In this research, four dietary patterns were generated from the food groups. The four dietary pattens include pattern 1 (potato, bread, and fruit pattern), pattern 2 (soups and vegetables pattern), pattern 3 (fast-food pattern) and pattern 4 (meat and vegetables pattern) accounting for 14.5%, 13.5%, 12% and 8.7% of the variance explained respectively.

The results of this study show that dietary fibre and insoluble non-starch polysaccharides were inversely associated with IL-1β, IFN-α2, IFN-λ, TNF-α, IL-6, IL-23 and ferritin levels. This is in accordance with other studies which have reported that a high fibre diet is associated with a lower plasma level of IL-6 and TNF-α [22]. Intake of vitamin C and niacin were also inversely related to some of the inflammatory markers; this result is comparable to that of the study by Ellulu et al. 2015 which also indicated a reduction in inflammatory status on administration of vitamin C [23]. Vitamin C is known to work as an antioxidant capable of boosting the immune system.

Sodium intake was positively associated with monocyte chemoattractant protein-1 (MCP-1) which is in accordance with findings in the literature stating high salt intake increases MCP-1 synthesis [24, 25]. Meanwhile, intake of potassium was inversely correlated with IL-1β and IFN-α2 which may be due to the high consumption of fruits.

The result of this study is consistent with other studies showing a positive correlation between adherence to Western-style dietary pattern and CRP levels [26], this study indicated the Pattern 3 (fast food pattern) was positively associated with CRP. In addition, Muga et al. (2016) reported an inverse association between fruits and vegetables rich dietary pattern and CRP levels [27]. Likewise, three studies have also reported a negative correlation between fruits and CRP levels [7, 28, 29], this present study also indicates an adherence to vegetables and most especially fruits was negatively correlated with CRP, IFN-α2, IFN-λ, IL-6, IL-8, IL-23 and ferritin. This may be due to the high antioxidant/polyphenolic content of fruits. Our results therefore reiterate the significance of adequate consumption of fruit in order to decrease levels of circulating inflammation postmenopause. Surprisingly, inverse relationships were observed between tea/coffee and IFN-α2, IFN-λ, TNF-α, IL-6 and IL-8. This could be attributed to the polyphenolic content of tea/coffee intake amongst the women.

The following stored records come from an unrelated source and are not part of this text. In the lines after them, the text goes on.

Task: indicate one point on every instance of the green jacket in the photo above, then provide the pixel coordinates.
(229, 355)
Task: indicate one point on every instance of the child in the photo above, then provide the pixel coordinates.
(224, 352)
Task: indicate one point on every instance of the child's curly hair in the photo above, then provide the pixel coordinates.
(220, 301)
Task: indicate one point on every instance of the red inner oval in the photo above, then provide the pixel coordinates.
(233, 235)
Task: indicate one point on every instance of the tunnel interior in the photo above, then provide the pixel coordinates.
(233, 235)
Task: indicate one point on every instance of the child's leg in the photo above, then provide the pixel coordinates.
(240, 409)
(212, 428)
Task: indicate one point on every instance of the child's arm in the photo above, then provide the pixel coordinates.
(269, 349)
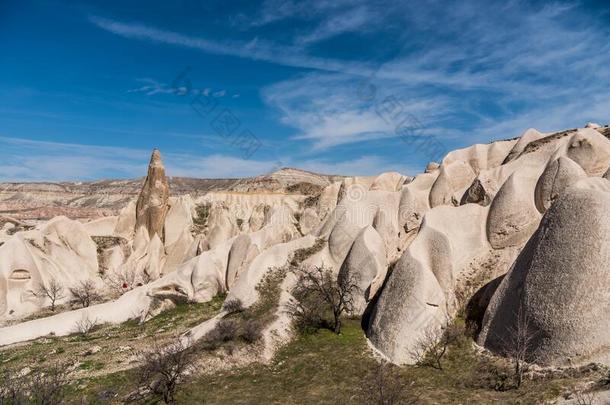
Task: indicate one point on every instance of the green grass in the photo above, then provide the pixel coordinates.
(320, 368)
(329, 368)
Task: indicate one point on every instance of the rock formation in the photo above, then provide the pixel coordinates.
(532, 209)
(152, 205)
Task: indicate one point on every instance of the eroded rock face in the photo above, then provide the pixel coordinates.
(558, 175)
(559, 285)
(152, 205)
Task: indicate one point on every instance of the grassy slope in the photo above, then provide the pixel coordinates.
(326, 368)
(317, 368)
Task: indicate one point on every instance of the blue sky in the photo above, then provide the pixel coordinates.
(88, 88)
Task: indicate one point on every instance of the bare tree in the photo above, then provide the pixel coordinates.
(85, 324)
(53, 290)
(384, 385)
(583, 397)
(85, 293)
(430, 349)
(42, 386)
(318, 290)
(518, 347)
(163, 368)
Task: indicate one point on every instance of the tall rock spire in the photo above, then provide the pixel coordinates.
(152, 203)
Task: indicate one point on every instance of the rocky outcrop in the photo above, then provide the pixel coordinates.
(558, 175)
(152, 205)
(557, 289)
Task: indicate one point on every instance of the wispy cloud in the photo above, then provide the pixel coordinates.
(255, 49)
(32, 160)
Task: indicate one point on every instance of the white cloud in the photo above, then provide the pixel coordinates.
(255, 49)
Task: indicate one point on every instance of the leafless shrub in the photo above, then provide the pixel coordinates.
(518, 347)
(251, 331)
(233, 305)
(120, 282)
(319, 291)
(163, 368)
(85, 324)
(42, 386)
(384, 385)
(430, 349)
(85, 293)
(53, 290)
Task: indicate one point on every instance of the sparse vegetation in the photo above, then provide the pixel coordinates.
(85, 293)
(202, 213)
(383, 385)
(302, 254)
(46, 386)
(247, 324)
(431, 348)
(319, 291)
(315, 368)
(163, 368)
(85, 325)
(52, 290)
(304, 188)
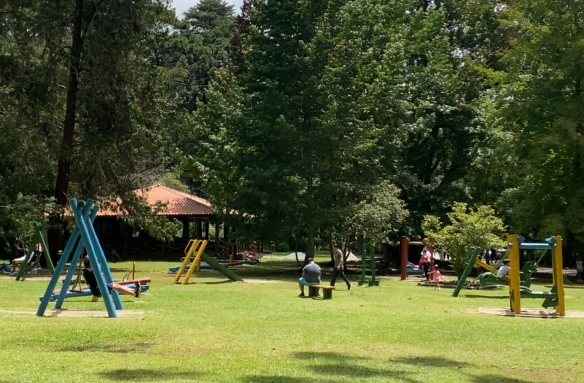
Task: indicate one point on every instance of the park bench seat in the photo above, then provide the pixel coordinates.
(327, 291)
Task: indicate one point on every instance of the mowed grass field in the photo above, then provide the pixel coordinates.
(260, 332)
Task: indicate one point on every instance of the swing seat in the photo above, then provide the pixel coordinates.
(85, 291)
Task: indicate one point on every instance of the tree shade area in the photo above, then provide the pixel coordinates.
(302, 122)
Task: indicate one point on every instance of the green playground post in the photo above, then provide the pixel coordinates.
(474, 254)
(363, 263)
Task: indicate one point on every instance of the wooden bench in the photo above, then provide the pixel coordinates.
(327, 291)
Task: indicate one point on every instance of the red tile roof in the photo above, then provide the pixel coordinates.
(177, 203)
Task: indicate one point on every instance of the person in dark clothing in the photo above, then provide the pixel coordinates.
(94, 286)
(338, 268)
(310, 276)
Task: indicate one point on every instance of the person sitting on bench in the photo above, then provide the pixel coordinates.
(504, 271)
(94, 286)
(310, 275)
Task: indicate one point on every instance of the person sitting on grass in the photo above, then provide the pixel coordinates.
(504, 271)
(310, 276)
(94, 286)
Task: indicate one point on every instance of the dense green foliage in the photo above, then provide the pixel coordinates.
(468, 229)
(256, 332)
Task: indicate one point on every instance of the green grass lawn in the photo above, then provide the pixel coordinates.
(259, 332)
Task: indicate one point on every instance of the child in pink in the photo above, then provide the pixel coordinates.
(436, 276)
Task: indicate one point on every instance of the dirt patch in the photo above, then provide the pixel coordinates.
(79, 313)
(258, 281)
(530, 313)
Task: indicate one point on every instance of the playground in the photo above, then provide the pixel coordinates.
(214, 330)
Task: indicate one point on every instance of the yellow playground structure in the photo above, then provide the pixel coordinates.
(194, 254)
(553, 298)
(192, 246)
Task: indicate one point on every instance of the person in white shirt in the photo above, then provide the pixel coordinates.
(503, 272)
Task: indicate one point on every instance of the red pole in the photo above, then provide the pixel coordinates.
(431, 250)
(404, 252)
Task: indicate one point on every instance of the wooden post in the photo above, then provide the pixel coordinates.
(185, 223)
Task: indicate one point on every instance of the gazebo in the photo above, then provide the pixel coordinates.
(119, 239)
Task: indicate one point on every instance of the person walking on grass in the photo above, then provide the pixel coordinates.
(338, 268)
(310, 276)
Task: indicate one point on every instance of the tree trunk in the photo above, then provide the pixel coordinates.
(64, 163)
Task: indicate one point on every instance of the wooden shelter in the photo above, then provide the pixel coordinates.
(119, 239)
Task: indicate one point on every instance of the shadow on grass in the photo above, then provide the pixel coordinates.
(391, 376)
(334, 364)
(111, 348)
(331, 356)
(430, 361)
(278, 379)
(148, 375)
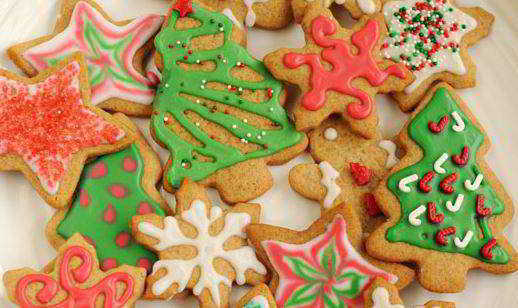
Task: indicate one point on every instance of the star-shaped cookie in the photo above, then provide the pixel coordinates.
(432, 39)
(115, 52)
(49, 128)
(322, 263)
(201, 248)
(339, 71)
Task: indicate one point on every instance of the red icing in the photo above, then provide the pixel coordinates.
(118, 191)
(109, 215)
(129, 164)
(47, 123)
(346, 66)
(76, 297)
(84, 199)
(99, 170)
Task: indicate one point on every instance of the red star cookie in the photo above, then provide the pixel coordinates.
(339, 71)
(48, 128)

Pattern 2, which was characterized by high intake of soups and vegetables was positively correlated with TC and HDL-cholesterol. Pattern 4, which is characterized by high intake of meat and vegetables was inversely correlated with TC, LDL and total/HDL-cholesterol ratio. These results are similar to those of Lee and Kim 2018, that reported an inverse association between a prudent dietary pattern high in vegetables and fish and risk of low HDL cholesterolemia [30].

The strength of this study is in the ability to analyze and compare the relationship between diet and the various cytokines in postmenopausal women. However, the limitation of the study type lies in the fact that this is a cross-sectional study and the small sample size; therefore, more longitudinal and randomized controlled trials or studies are warranted to examine the effect of diet on these inflammatory biomarkers.

In conclusion, our findings reiterate the importance of dietary fibre, vitamin C, fruits, and vegetables in relation to the inflammation status in postmenopausal women. In addition, it also emphasizes the significance of dietary fibre, fruits, and vegetables in lowering ‘bad’ cholesterol (LDL). It is therefore important to investigate further beneficial dietary components of foods that can serve as a modulatory factor for the inflammation profile and cholesterol status in postmenopausal women. Further studies are needed to confirm the relationship and effect of the nutrients, foods, and dietary patterns on inflammation status.